General Mills breakfast cereal

Honey Nut Cheerios is a variation of Cheerios breakfast cereal, introduced in 1979. Honey Nut Cheerios has a honey and almond flavor, making it sweeter than the original. In 2011, Honey Nut Cheerios was the best-selling cereal in the United States.

Honey Nut Cheerios was the third variation of Cheerios introduced; Cinnamon Nut Cheerios was test marketed in 1976. There have been many other Cheerios variations, including Maple Cheerios, Chocolate Cheerios, Frosted Cheerios and Blueberry Cheerios.

==History==

Historically, Honey Nut Cheerios has participated in much the same promotional advertising as the original brand, while collaborating with the field of NASCAR and especially driver Bill Lester, in promoting healthy diets. In 1985, Baskin-Robbins introduced an ice cream flavor based on the cereal called Honey Nut Crunch. Promotional tie-ins included gift certificates in cereal boxes and special Honey Nut Crunch sundaes in stores. The first 7 series of Honey Nut Cheerios did not have the bee mascot on the box, It was not until series 8 that the bee appeared on the box. Cereal boxes from 1979 without the bee are called 'pre-bee' and are very rare.
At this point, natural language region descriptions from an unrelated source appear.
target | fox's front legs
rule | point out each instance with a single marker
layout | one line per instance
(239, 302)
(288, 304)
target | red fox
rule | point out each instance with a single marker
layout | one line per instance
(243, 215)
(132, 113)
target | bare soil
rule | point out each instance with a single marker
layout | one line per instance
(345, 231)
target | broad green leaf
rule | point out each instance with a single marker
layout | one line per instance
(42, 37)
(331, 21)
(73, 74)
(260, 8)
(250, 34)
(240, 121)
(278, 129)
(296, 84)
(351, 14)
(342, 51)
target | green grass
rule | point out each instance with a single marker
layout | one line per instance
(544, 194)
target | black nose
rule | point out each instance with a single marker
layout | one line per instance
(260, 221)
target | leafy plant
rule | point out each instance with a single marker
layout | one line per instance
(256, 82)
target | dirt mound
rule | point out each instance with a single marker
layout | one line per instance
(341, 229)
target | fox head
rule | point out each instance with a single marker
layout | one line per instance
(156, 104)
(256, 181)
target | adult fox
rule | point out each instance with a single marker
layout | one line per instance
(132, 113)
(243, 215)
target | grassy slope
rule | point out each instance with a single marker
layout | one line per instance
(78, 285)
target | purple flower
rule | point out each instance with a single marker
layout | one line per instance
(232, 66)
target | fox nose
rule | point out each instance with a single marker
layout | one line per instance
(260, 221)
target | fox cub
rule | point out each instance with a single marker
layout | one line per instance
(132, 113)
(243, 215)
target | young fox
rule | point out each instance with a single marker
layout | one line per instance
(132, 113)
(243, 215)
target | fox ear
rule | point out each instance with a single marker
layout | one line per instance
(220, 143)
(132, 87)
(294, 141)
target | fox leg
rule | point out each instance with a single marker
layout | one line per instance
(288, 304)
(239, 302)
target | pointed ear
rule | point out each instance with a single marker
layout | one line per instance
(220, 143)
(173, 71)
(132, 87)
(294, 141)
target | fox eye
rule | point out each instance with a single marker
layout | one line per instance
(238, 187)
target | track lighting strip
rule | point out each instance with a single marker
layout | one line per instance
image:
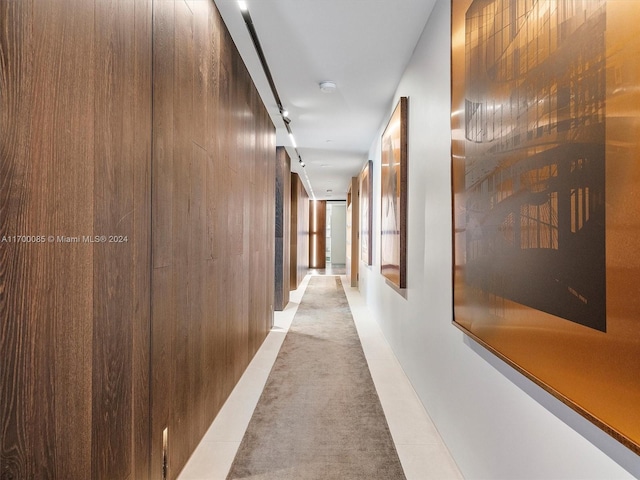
(263, 60)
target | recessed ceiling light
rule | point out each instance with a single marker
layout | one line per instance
(328, 87)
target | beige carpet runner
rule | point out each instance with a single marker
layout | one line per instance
(319, 417)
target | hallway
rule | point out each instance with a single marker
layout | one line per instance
(419, 446)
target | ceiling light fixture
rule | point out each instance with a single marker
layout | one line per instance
(328, 87)
(267, 72)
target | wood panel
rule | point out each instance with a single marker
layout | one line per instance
(299, 247)
(75, 105)
(353, 231)
(213, 224)
(283, 229)
(317, 234)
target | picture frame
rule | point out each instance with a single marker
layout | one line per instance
(544, 214)
(366, 213)
(393, 212)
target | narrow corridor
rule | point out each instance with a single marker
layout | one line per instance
(422, 453)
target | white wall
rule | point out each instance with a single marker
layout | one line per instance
(338, 233)
(496, 423)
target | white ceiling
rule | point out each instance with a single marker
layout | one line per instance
(361, 45)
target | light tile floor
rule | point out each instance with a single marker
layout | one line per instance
(422, 453)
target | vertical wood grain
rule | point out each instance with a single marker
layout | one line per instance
(213, 223)
(299, 247)
(317, 234)
(75, 96)
(283, 229)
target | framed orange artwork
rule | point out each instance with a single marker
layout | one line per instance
(546, 203)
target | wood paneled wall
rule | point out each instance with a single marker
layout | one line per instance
(213, 223)
(170, 156)
(283, 228)
(75, 136)
(317, 234)
(299, 248)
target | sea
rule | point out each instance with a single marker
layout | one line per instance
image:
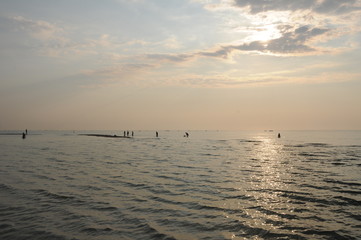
(62, 185)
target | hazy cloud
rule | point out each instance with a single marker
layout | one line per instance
(322, 7)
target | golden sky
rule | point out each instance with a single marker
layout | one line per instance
(182, 64)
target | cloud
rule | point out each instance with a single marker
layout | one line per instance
(38, 29)
(322, 7)
(170, 57)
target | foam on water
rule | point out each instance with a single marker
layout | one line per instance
(213, 185)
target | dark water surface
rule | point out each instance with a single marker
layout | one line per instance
(212, 185)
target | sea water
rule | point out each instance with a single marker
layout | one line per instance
(211, 185)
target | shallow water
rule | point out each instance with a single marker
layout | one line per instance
(212, 185)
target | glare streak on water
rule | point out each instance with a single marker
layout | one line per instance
(212, 185)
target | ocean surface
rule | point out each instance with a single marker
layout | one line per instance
(212, 185)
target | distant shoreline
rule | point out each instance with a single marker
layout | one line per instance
(103, 135)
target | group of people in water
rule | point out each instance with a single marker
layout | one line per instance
(25, 133)
(126, 134)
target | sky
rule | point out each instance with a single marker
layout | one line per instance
(180, 64)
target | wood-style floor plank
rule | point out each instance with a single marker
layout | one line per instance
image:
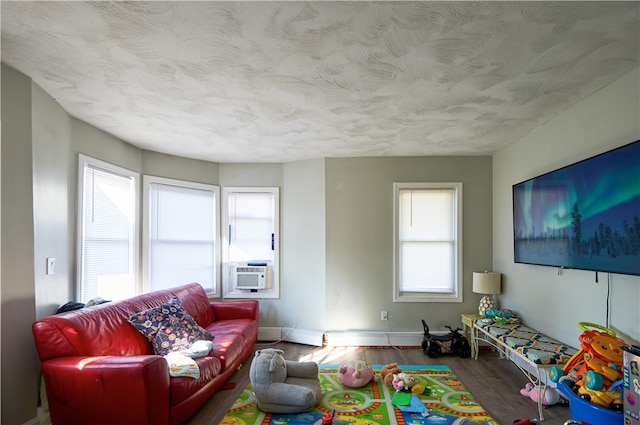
(494, 382)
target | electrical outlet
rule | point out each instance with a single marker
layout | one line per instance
(51, 265)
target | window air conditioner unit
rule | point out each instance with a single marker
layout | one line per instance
(252, 277)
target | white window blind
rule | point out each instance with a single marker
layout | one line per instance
(251, 232)
(182, 234)
(107, 233)
(251, 227)
(427, 245)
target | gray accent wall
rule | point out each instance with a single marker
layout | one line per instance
(547, 300)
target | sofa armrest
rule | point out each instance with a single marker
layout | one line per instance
(241, 309)
(108, 390)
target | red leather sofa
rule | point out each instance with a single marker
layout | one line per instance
(98, 369)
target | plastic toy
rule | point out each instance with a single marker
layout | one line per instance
(452, 343)
(387, 373)
(596, 367)
(549, 396)
(403, 381)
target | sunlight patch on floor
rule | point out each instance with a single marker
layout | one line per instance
(327, 354)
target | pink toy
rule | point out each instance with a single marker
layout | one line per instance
(550, 397)
(403, 381)
(355, 374)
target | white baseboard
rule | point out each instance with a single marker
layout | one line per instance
(269, 333)
(303, 336)
(378, 339)
(341, 338)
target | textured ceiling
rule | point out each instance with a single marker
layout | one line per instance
(285, 81)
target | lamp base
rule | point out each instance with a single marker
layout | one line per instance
(486, 303)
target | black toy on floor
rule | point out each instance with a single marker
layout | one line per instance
(453, 343)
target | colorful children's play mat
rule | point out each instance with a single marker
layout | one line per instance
(444, 400)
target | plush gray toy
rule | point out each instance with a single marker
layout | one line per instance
(284, 386)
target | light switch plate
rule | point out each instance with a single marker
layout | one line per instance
(51, 265)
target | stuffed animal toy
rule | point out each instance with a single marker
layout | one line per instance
(355, 374)
(387, 373)
(403, 381)
(550, 397)
(284, 386)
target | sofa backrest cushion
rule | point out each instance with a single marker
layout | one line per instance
(103, 330)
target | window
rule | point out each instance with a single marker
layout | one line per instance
(180, 234)
(427, 249)
(107, 230)
(251, 223)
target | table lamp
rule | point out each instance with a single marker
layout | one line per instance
(487, 283)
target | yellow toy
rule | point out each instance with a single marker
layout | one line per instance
(596, 367)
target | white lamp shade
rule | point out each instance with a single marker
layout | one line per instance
(486, 283)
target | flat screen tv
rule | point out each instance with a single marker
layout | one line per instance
(583, 216)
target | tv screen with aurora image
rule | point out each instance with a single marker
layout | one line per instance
(583, 216)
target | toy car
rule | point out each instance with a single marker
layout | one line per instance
(452, 343)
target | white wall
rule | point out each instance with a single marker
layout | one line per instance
(550, 302)
(302, 289)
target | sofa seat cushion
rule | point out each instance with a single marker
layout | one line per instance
(229, 348)
(181, 388)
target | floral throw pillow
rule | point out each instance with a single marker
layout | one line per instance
(169, 315)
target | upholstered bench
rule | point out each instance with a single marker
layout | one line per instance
(516, 341)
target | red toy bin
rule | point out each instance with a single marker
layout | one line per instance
(589, 413)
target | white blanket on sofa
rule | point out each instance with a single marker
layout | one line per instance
(181, 363)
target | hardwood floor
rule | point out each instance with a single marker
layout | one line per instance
(494, 382)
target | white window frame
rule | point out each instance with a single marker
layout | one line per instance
(456, 293)
(88, 162)
(146, 248)
(228, 291)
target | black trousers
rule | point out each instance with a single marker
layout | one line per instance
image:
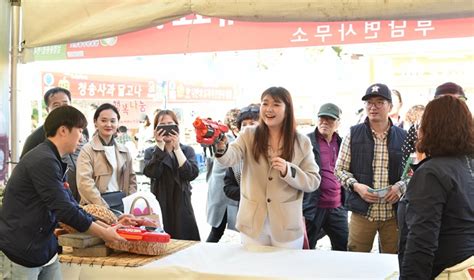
(332, 222)
(216, 233)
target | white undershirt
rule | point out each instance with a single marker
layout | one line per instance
(110, 153)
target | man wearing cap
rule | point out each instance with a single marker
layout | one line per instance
(323, 209)
(369, 168)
General Mills has been active in the conservation of bees since 2011; in 2011, the company began investing in the Xerces Society to help promote biodiversity and pollinator conservation. In March 2017, General Mills announced the Buzz Bee image had been removed from boxes of Honey Nut Cheerios. Images of the new box showed a white empty space where Buzz Bee used to be. Below the image of the bowl of cereal, a plea to "Help Bring Back The Bees" was added. This was to raise awareness of pollinator decline. In the announcement, General Mills made note that 30% of ingredients they use depend on pollinators, and that the company plans to expand their pollinator habitat to 3,300 acres. As part of the campaign, 1.5 billion packets of wildflower seeds were included in boxes of Honey Nut Cheerios.
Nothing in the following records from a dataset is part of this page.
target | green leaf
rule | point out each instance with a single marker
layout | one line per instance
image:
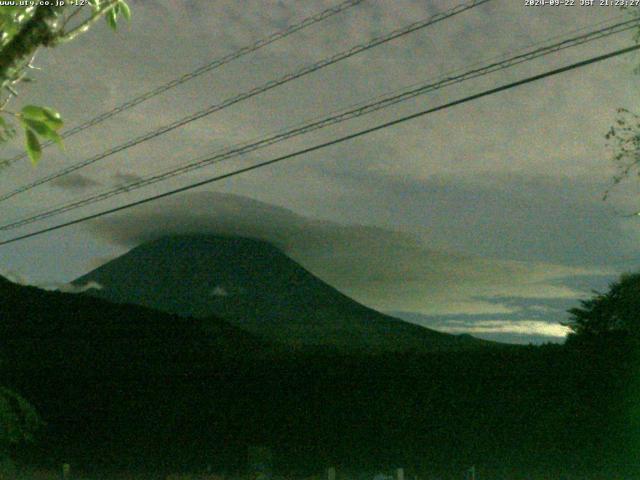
(112, 18)
(34, 149)
(124, 10)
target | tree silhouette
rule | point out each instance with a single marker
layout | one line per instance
(611, 315)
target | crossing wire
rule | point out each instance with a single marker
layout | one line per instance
(307, 22)
(332, 120)
(251, 93)
(336, 141)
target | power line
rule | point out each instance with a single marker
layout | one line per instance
(251, 93)
(307, 22)
(348, 114)
(336, 141)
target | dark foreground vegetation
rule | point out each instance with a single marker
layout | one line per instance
(124, 388)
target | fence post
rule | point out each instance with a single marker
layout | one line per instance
(66, 471)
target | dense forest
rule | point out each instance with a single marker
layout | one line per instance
(125, 388)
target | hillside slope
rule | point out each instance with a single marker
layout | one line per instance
(253, 285)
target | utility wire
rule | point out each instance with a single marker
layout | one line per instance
(307, 22)
(336, 141)
(348, 114)
(251, 93)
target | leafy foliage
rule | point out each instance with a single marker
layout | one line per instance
(615, 313)
(23, 31)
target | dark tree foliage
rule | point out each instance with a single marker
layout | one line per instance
(613, 315)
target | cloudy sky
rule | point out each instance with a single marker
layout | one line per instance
(485, 218)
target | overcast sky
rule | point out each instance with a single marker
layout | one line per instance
(486, 217)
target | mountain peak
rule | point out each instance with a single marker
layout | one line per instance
(253, 285)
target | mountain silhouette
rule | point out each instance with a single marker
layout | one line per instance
(254, 286)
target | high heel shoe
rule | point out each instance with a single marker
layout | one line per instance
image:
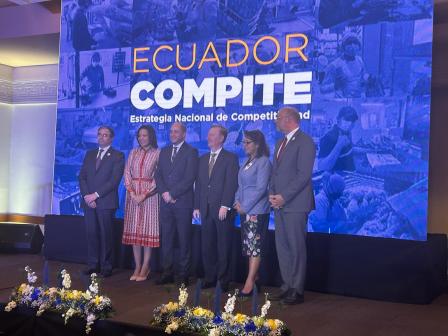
(142, 278)
(134, 275)
(242, 294)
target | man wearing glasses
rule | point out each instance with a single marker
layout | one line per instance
(99, 178)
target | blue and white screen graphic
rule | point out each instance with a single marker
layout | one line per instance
(358, 71)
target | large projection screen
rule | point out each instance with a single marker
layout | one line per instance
(359, 72)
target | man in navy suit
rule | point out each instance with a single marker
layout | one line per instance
(292, 197)
(175, 176)
(215, 188)
(100, 175)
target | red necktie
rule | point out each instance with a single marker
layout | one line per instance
(98, 159)
(282, 147)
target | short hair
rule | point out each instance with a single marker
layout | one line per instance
(96, 57)
(348, 113)
(84, 3)
(350, 39)
(110, 129)
(222, 130)
(151, 134)
(291, 112)
(258, 138)
(181, 125)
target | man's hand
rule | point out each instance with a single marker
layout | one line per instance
(196, 214)
(167, 197)
(343, 141)
(277, 201)
(238, 209)
(222, 214)
(90, 198)
(140, 198)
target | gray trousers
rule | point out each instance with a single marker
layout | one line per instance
(290, 242)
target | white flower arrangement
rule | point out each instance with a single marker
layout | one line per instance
(265, 308)
(183, 296)
(177, 316)
(31, 276)
(66, 281)
(88, 305)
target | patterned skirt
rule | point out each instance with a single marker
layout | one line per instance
(253, 234)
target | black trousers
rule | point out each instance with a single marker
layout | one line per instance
(216, 247)
(100, 238)
(176, 223)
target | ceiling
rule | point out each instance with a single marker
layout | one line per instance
(30, 50)
(43, 47)
(52, 5)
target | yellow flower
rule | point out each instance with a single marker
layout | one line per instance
(271, 324)
(259, 321)
(172, 306)
(240, 318)
(202, 312)
(21, 288)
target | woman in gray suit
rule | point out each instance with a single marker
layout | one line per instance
(252, 202)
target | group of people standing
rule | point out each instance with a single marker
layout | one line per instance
(167, 188)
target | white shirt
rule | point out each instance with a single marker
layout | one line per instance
(105, 149)
(291, 134)
(178, 146)
(216, 156)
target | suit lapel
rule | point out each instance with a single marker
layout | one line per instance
(218, 161)
(180, 152)
(105, 157)
(289, 144)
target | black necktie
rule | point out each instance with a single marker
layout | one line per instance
(98, 159)
(282, 147)
(173, 155)
(211, 163)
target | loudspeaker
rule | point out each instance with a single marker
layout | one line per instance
(20, 238)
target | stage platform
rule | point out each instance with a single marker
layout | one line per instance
(321, 314)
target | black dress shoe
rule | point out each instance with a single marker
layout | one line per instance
(207, 284)
(91, 270)
(225, 286)
(293, 298)
(105, 274)
(279, 295)
(243, 294)
(165, 279)
(182, 281)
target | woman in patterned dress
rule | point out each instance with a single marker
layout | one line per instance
(141, 220)
(252, 203)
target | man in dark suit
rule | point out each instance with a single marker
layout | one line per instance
(175, 176)
(291, 196)
(100, 175)
(215, 188)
This campaign has struck controversy in some environmental communities. Kathryn Turner, an ecologist, commented that the packages of seeds contain species that are invasive to some geographic locations, and urged individuals to become more educated before planting the seeds.

==Mascot and promotions==

Honey Nut Cheerios' mascot is an anthropomorphic bee named Buzz, designed for the first commercials by Dean Yeagle at Zander's Animation Parlour in New York City. The bee did not have a name until 2000, when Kristine Tong, a fifth grade student from Coolidge, Texas, won a national contest to name him, dubbing him "BuzzBee". Several different voice actors have provided the voice of Buzz: originally voiced by Arnold Stang until 1992, he was then voiced by Hadley Kay, Billy West, George Trahanis, Charlie Schlatter, Jason Marsden, Oliver Wyman, Sam Heyn and Travis Moscinski. Buzz appeared as the host in the Honey Nut Cheerios Spelling Bee board game.

==Taglines==

Many of this cereal's taglines overlapped with each other. They were used on different advertisements.

- It's a honey of an O. (1979–2004)
- It's Honey Nut Cheerios! (1979–1992; 2000–2004; 2014–Present)
- It's Irrezzzzistable! (1992–1993)
- Race for the taste! (1993–1995)
- Little O, Big Taste! (1995–1999)
- Nobody can say "No" to Honey Nut Cheerios. (1995–2004)
- From the hive that's nuts about honey! (2004–2008)
- Bee happy, Bee healthy! (2004–2013)
- Must Be the Honey. (2013, based on Nelly's "Ride wit Me")
- Good Goes Round. (2016–Present)
- Have a Change of Heart. (2022–Present)

==Nutrition==

Honey Nut Cheerios maintains most of the same health claims as the original Cheerios, due to its soluble fiber. Package nutritional information asserts that "three grams of soluble fiber daily from whole grain oat foods, like Honey Nut Cheerios, in a diet low in saturated fat and cholesterol, may reduce the risk of heart disease . Honey Nut Cheerios has 0.75g per serving." As with Cheerios, the American Heart Association certified the cereal as "heart-healthy" for meeting the food criteria for saturated fat and cholesterol content.

Honey Nut Cheerios also contains more sugar (9.6 Grams/serving) than original Cheerios, which contain 1.2 Grams/serving. This sugar comes from sugar, honey and golden syrup.